2. The processing according to claim 1, wherein when the input document is determined to be a normalized XML document by the identification unit, the input document is processed based on a result of analysis by the normalized XML analysis unit. 2. The document processing apparatus according to 2.

A document processing device for analyzing an input structured document,
Normalized XML analysis means for analyzing the normalized XML document;
Normalization means for converting the input document into a normalized XML document and supplying the normalized XML document to the normalized XML analysis means;
And a discriminating unit that discriminates a document that cannot be normalized by the normalizing unit as a non-XML document.

The document processing apparatus according to claim 1, wherein the identification unit identifies based on an identifier of the input document.

A document processing method for inputting and analyzing a structured document,
A normalized XML analysis step of analyzing the normalized XML document;
A normalization step of converting a non-normalized XML document into a normalized XML document and supplying it to the normalized XML analysis step;
An identification step for identifying whether the input document is at least a normalized XML document,
A document processing method, wherein an XML document identified as not a normalized XML document in the identifying step is converted into a normalized XML document by the normalizing step and analyzed in the normalized XML analyzing step.

The identifying step identifies a grammar of the input document with reference to a database storing grammatical rule information of the XML document, and the input document is classified into a denormalized XML document, a normalized XML document, and a non-XML document. The document processing method according to claim 6, wherein the document processing method is classified into any one of the above.
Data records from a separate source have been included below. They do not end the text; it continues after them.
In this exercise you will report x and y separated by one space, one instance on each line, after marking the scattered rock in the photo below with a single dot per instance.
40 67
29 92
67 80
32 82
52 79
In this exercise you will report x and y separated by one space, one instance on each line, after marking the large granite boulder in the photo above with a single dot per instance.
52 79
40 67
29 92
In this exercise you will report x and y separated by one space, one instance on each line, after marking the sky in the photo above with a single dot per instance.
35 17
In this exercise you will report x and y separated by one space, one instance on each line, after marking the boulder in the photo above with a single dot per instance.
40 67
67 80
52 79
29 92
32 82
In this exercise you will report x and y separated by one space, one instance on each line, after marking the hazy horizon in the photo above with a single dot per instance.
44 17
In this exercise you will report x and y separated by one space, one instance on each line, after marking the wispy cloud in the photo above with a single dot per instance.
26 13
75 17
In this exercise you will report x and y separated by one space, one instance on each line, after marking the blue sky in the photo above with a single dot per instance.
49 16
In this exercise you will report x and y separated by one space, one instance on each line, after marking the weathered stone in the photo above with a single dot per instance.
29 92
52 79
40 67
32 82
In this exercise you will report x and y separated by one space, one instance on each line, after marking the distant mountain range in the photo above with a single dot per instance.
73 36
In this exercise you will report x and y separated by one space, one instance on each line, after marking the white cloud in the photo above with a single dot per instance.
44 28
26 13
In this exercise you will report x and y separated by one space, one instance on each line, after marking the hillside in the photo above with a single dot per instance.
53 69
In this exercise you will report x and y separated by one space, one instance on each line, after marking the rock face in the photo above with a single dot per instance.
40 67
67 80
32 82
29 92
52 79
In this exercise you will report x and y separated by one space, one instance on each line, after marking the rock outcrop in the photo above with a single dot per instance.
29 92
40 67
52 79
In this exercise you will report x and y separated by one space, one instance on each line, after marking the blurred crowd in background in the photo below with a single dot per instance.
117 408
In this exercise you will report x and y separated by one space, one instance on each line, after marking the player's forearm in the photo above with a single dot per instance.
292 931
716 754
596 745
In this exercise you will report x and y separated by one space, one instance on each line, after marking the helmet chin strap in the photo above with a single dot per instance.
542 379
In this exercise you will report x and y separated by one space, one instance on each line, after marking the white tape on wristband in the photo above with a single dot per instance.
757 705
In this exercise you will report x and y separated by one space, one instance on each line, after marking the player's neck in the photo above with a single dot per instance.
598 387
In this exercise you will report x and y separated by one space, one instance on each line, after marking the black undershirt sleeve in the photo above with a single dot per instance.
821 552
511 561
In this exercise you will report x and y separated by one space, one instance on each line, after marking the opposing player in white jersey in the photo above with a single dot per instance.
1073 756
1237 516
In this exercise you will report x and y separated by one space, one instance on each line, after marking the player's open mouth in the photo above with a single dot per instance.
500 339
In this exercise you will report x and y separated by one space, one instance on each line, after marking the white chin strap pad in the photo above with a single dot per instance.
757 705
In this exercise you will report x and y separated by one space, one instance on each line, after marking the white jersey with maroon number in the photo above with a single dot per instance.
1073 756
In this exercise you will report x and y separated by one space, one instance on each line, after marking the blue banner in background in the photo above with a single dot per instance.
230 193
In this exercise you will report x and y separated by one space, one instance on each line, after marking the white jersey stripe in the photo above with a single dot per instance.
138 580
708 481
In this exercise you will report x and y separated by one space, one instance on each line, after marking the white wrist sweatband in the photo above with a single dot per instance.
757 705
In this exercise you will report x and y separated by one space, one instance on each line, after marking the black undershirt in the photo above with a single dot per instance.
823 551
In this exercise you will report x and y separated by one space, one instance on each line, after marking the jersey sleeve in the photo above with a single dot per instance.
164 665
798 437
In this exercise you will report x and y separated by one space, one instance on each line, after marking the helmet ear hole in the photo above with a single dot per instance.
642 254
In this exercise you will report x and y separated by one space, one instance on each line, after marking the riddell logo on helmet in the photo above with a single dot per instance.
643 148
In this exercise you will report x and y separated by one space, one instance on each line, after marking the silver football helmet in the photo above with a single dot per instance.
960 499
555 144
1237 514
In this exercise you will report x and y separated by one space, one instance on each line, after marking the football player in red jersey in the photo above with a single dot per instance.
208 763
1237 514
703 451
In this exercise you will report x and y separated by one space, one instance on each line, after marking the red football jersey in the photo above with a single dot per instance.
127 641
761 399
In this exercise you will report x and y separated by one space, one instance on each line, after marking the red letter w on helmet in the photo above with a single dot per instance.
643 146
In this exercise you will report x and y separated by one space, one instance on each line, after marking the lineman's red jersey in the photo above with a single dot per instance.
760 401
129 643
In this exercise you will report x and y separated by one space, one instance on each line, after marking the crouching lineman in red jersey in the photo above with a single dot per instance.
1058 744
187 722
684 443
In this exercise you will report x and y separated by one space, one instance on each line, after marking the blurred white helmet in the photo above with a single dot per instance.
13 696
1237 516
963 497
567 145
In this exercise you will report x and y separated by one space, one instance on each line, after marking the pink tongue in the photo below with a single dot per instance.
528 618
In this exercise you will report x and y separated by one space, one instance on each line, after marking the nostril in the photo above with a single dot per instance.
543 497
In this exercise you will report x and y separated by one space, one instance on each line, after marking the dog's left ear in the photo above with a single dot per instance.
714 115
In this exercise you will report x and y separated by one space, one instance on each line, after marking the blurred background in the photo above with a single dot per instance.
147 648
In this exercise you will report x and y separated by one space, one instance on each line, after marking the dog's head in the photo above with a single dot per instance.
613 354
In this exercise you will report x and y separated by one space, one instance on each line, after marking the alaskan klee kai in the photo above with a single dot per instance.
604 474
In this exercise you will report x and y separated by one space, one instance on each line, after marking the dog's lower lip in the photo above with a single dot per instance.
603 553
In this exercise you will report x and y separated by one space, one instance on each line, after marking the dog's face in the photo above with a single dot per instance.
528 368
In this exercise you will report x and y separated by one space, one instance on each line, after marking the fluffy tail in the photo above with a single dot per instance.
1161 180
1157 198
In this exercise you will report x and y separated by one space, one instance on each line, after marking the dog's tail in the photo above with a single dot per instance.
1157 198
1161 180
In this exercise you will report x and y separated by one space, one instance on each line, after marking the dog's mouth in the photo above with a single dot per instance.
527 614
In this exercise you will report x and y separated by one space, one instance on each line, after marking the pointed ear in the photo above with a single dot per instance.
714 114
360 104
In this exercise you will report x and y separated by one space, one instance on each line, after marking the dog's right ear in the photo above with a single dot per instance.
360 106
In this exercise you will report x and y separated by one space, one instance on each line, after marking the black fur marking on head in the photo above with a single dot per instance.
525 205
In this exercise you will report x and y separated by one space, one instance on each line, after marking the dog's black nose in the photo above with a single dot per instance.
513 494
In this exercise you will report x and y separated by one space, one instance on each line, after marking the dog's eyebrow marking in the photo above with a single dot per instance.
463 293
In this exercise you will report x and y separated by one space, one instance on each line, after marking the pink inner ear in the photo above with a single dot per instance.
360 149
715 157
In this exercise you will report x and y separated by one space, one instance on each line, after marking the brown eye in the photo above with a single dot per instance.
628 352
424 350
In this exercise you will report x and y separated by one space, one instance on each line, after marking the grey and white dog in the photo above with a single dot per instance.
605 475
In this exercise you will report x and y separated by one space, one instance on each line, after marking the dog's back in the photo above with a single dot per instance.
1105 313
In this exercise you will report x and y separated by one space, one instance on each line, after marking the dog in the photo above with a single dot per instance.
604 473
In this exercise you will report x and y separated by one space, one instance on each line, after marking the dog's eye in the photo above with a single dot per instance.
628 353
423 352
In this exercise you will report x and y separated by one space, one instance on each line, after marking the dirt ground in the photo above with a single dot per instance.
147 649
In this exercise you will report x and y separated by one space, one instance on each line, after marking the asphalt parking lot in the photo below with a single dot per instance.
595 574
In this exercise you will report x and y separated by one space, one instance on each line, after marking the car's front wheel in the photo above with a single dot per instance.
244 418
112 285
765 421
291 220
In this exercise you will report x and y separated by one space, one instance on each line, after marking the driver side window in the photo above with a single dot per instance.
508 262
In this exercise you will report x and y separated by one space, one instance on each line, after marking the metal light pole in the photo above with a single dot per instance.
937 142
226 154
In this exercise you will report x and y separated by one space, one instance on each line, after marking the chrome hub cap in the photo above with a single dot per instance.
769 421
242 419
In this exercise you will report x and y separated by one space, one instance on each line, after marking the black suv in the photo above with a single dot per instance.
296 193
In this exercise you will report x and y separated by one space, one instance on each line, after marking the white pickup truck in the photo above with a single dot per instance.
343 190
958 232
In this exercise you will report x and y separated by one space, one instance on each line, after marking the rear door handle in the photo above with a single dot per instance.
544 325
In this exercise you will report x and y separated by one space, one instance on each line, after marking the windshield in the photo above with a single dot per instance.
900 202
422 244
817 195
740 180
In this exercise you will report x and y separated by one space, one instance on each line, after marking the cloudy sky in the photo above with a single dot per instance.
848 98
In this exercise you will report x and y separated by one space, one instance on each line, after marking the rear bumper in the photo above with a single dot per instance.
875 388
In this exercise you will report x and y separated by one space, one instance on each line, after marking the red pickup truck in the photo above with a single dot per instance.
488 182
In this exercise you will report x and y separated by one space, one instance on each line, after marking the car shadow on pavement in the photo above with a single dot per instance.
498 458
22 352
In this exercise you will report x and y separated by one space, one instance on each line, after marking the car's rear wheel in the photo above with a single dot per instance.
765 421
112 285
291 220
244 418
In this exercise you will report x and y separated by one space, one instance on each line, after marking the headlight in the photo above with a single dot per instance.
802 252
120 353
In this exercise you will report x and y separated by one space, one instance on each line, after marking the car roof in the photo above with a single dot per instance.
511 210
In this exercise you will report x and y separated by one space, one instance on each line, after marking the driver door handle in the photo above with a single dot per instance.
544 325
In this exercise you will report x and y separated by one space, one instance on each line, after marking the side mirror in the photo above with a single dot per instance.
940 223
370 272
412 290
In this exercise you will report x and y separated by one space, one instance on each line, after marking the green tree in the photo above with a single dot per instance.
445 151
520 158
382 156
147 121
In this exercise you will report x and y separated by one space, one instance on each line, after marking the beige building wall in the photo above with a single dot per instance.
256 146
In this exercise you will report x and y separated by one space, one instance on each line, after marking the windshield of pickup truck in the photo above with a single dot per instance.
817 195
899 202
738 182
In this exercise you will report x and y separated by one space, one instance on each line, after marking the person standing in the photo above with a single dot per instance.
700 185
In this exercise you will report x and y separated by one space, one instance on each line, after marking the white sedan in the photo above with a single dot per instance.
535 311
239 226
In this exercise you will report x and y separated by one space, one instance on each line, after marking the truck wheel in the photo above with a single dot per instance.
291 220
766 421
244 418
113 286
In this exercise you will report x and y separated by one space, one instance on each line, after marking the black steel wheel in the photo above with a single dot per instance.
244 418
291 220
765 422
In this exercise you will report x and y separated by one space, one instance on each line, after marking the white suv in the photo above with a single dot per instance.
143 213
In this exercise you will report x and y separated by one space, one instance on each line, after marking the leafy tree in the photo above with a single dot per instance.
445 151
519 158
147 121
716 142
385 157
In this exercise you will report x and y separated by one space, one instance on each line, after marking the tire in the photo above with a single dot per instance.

7. The processing according to claim 6, wherein when the input document is determined to be a normalized XML document in the identification step, the input document is processed based on a result of analysis by the normalization XML analysis step. 8. The document processing method according to 7.

A document processing method for inputting and analyzing a structured document,
A normalized XML analysis step of analyzing the normalized XML document;
A normalization step of converting the input document into a normalization XML document and supplying the normalization XML document to the normalization XML analysis step;
And a determination step of determining a document that cannot be normalized by the normalization step as a non-XML document.

10. The document processing method according to claim 6, wherein in the identification step, identification is performed based on an identifier of the input document.

A program for executing the document processing method according to any one of claims 6 to 9.